Determine lim_(𝑥 → −5⁺) 𝑓(𝑥).

01:49

### Video Transcript

Determine the limit as 𝑥 tends to negative five from above of 𝑓 of 𝑥.

We are given a graph of the function 𝑓 of 𝑥. And we can see that at negative five, that seems to be an asymptote. And therefore, the function 𝑓 of 𝑥 is undefined at 𝑥 equals negative five, but we’re looking for the limit as 𝑥 tends to negative five from above. The little plus sign tells us that we’re only considering values of 𝑥, which are greater than negative five. We’re getting closer and closer to negative five from above.

Looking back to the graph, we can see that 𝑓 of negative four is negative one. 𝑓 of negative 4.5 appears to be negative two. And as 𝑥 gets closer and closer to negative five, always remaining however greater than negative five, we can see that the value of 𝑓 of 𝑥 decreases.

And as there is an asymptote there, in fact it will continue to decrease without bound. So it will go past negative a million, then negative a billion, negative a trillion. Every real number will be passed.

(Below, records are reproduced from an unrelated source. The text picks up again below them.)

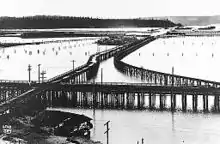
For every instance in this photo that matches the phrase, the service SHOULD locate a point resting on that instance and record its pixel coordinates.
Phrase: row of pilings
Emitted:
(89, 70)
(154, 77)
(130, 100)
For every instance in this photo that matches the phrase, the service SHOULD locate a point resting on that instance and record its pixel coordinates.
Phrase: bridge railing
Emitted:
(17, 81)
(133, 84)
(122, 66)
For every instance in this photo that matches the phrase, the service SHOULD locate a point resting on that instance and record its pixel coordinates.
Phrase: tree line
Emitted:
(46, 22)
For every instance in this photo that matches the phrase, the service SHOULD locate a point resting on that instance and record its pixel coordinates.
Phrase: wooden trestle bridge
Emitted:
(72, 88)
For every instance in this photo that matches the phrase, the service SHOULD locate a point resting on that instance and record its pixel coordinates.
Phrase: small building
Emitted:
(65, 123)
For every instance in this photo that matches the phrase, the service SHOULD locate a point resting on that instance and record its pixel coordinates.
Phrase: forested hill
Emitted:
(45, 22)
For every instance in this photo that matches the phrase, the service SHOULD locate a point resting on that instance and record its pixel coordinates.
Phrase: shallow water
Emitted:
(55, 58)
(190, 56)
(155, 127)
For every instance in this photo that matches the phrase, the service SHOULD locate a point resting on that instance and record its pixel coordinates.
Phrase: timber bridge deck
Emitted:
(73, 85)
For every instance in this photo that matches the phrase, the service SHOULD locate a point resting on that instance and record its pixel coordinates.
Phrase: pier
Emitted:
(72, 87)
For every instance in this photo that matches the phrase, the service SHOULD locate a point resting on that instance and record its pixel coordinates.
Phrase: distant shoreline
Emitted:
(51, 22)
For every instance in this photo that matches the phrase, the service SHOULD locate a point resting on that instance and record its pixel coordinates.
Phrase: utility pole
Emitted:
(29, 73)
(42, 75)
(101, 76)
(107, 131)
(73, 63)
(172, 75)
(142, 141)
(39, 72)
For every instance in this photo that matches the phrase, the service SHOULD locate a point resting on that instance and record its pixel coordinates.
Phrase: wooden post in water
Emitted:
(29, 73)
(107, 131)
(150, 103)
(39, 73)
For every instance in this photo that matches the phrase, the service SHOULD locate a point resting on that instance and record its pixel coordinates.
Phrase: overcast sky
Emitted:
(110, 8)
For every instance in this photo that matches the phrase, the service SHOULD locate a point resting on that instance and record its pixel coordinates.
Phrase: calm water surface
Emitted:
(128, 127)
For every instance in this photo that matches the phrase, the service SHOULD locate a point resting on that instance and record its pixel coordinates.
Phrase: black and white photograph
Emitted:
(109, 72)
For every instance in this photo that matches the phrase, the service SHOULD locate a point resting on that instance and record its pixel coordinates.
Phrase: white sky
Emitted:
(110, 8)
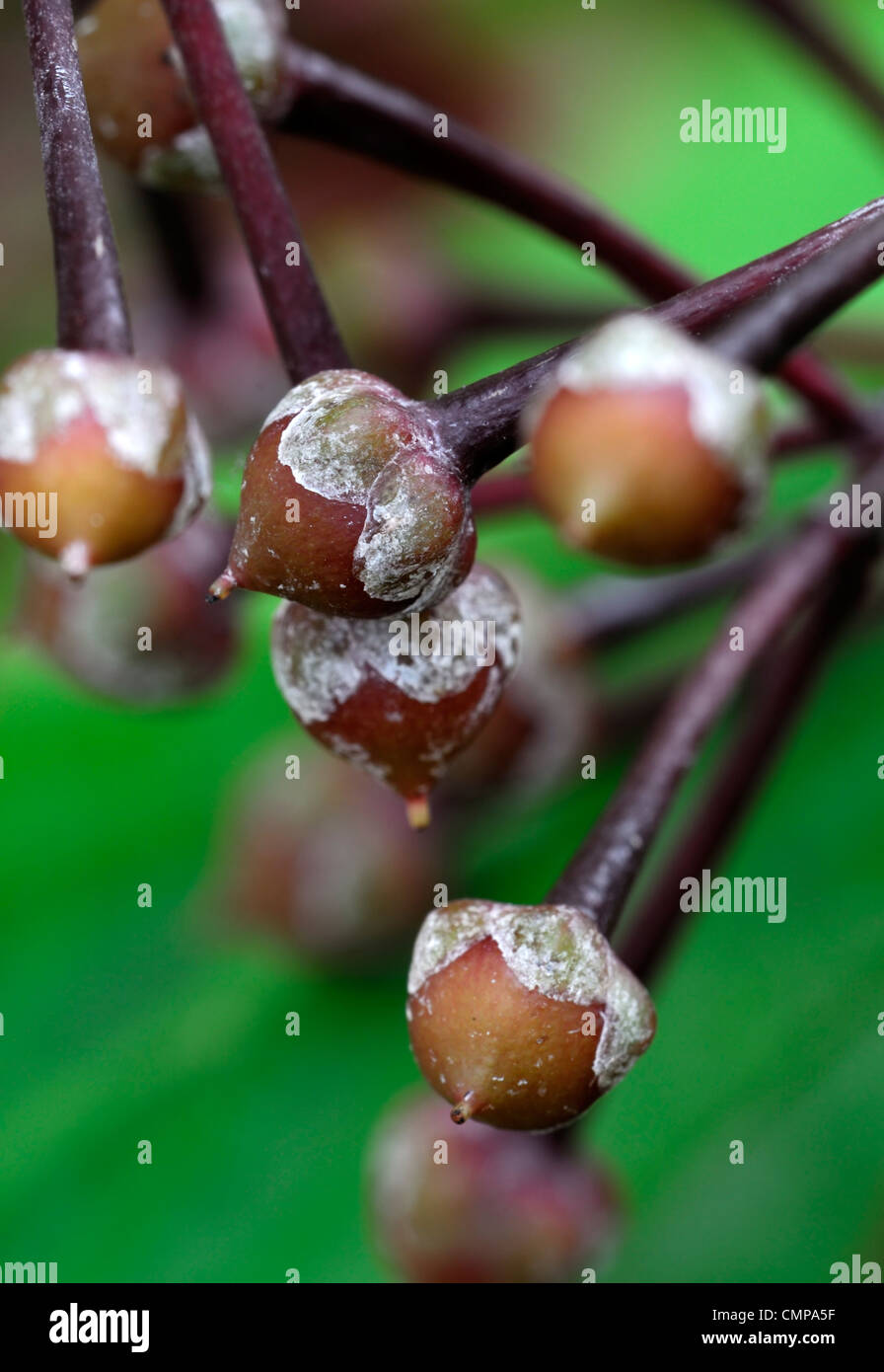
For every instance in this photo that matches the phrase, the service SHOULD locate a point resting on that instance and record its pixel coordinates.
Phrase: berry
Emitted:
(130, 69)
(545, 718)
(521, 1016)
(478, 1206)
(641, 452)
(98, 632)
(98, 457)
(349, 503)
(361, 688)
(324, 862)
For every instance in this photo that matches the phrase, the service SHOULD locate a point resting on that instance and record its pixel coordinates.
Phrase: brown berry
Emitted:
(648, 447)
(522, 1016)
(324, 861)
(138, 101)
(401, 697)
(141, 630)
(349, 503)
(98, 457)
(479, 1206)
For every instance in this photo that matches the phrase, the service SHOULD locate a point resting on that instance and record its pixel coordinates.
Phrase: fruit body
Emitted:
(521, 1017)
(140, 632)
(648, 447)
(98, 456)
(138, 101)
(324, 862)
(379, 695)
(349, 505)
(478, 1206)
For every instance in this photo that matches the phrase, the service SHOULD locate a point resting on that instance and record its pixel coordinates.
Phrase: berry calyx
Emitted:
(522, 1016)
(401, 699)
(648, 447)
(478, 1206)
(349, 503)
(138, 101)
(99, 457)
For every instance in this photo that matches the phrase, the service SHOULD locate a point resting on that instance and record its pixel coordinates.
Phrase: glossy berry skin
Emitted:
(132, 69)
(105, 453)
(96, 633)
(359, 689)
(521, 1017)
(324, 862)
(641, 452)
(479, 1206)
(349, 505)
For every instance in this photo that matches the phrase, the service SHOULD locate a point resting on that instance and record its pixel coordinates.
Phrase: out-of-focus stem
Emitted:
(92, 313)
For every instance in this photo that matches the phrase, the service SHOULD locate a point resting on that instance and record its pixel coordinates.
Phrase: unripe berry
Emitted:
(399, 699)
(138, 101)
(478, 1206)
(349, 503)
(98, 457)
(140, 632)
(543, 722)
(325, 861)
(522, 1016)
(648, 446)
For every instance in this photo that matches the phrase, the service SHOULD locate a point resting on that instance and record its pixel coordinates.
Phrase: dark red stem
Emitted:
(348, 109)
(303, 326)
(482, 421)
(768, 328)
(92, 313)
(601, 876)
(809, 31)
(615, 607)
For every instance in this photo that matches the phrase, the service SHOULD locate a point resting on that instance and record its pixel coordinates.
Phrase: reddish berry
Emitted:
(398, 697)
(349, 505)
(98, 457)
(648, 447)
(140, 632)
(138, 101)
(324, 861)
(522, 1016)
(541, 728)
(476, 1206)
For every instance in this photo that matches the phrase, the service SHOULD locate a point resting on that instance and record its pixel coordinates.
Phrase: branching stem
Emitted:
(302, 323)
(92, 313)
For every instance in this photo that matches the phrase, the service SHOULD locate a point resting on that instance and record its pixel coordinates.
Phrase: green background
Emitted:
(123, 1024)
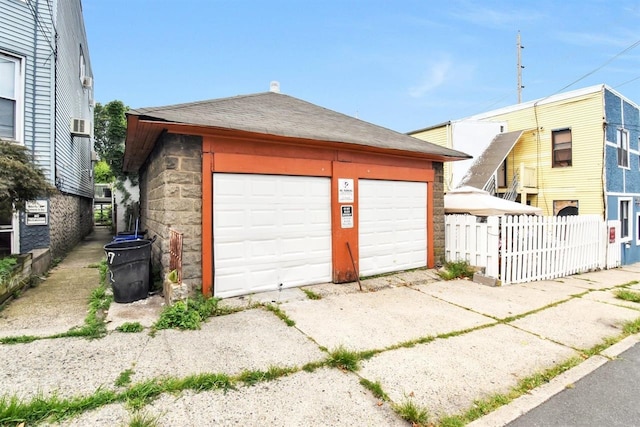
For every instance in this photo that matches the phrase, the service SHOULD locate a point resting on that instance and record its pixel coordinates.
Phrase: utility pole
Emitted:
(519, 48)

So the limit as 𝑥 tends to negative five from above of 𝑓 of 𝑥 can’t be any real number because as 𝑥 gets closer to negative five, eventually the value of 𝑓 of 𝑥 will become smaller than any number you could name.

Another way of saying this, a shorthand for this is that the limit as 𝑥 tends to negative five from above of 𝑓 of 𝑥 is equal to negative infinity. This doesn’t mean that negative infinity is being considered as a number; this is just a shorthand for the statement we talked about before, which is that as 𝑥 gets closer and closer to negative five from above, 𝑓 of 𝑥 decreases without bound.